Most likely to be hurt are those holding the company's U.S. dollar-denominated debt, who will face a "haircut" - they will be forced to accept payments of less than they are owed by Evergrande.
"No matter what the outcome, offshore bondholders are last in line for payment and are certainly going to have to accept haircuts, possibly significant ones," said Andrew Collier, managing director of Orient Capital Research in Hong Kong.
"With Evergrande's dollar notes trading at about 20 cents on the dollar, the market is already pricing in a haircut of around 80%. The key for bondholders is whether the company can speed up home sales and unload assets to raise cash so it can start settling its liabilities,” stated Gary Ng, a senior economist at Natixis SA.

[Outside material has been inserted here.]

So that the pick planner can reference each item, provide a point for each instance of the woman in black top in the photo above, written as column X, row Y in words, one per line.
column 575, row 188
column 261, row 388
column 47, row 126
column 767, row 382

According to the Federal Reserve, China's real estate travails could spill over into the U.S. financial system. The Fed warned of direct risks to the U.S. in its latest financial stability report (November 2021), commenting, "Financial stresses in China could strain global financial markets through a deterioration of risk sentiment, pose risks to global economic growth, and affect the United States."
“An Evergrande collapse will not come without suffering,” said Dr. Xin Sun, a senior lecturer in Chinese and East Asian Business at King's College London, in a recent article published in Insider.
"The people who suffer most will be the existing shareholders," Sun said. "Their equity will be wiped out. About 70% of the shares belong to the founder's family, and that will all be wiped out."
For the government, the biggest fear is the potential spillover effect that will hit the wider Chinese economy. If Evergrande were to collapse, it would cause a domino effect across the real estate sector, leading to the demise of more developers. UBS asset management estimates there are 10 developers with potentially risky positions with combined contract sales that is 2.7 times Evergrande’s size. In other words, Evergrande is only the tip of the iceberg.
Evergrande’s failure will also have major ramifications in other sectors it is involved with, including consumer electronics, building materials, furniture and electric cars. If Evergrande goes bankrupt, it will need to engage in the expensive task of protecting tens of millions of homeowners and avoiding social unrest.
Moody estimates that 70% of Chinese household wealth is tied to real estate. And Evergrande’s collapse would mean a significant drop in Chinese home prices. That would shrink the primary assets of the world’s largest middle class. And if that happens it will send ripples across the global economy. That will be a problem the world cannot ignore.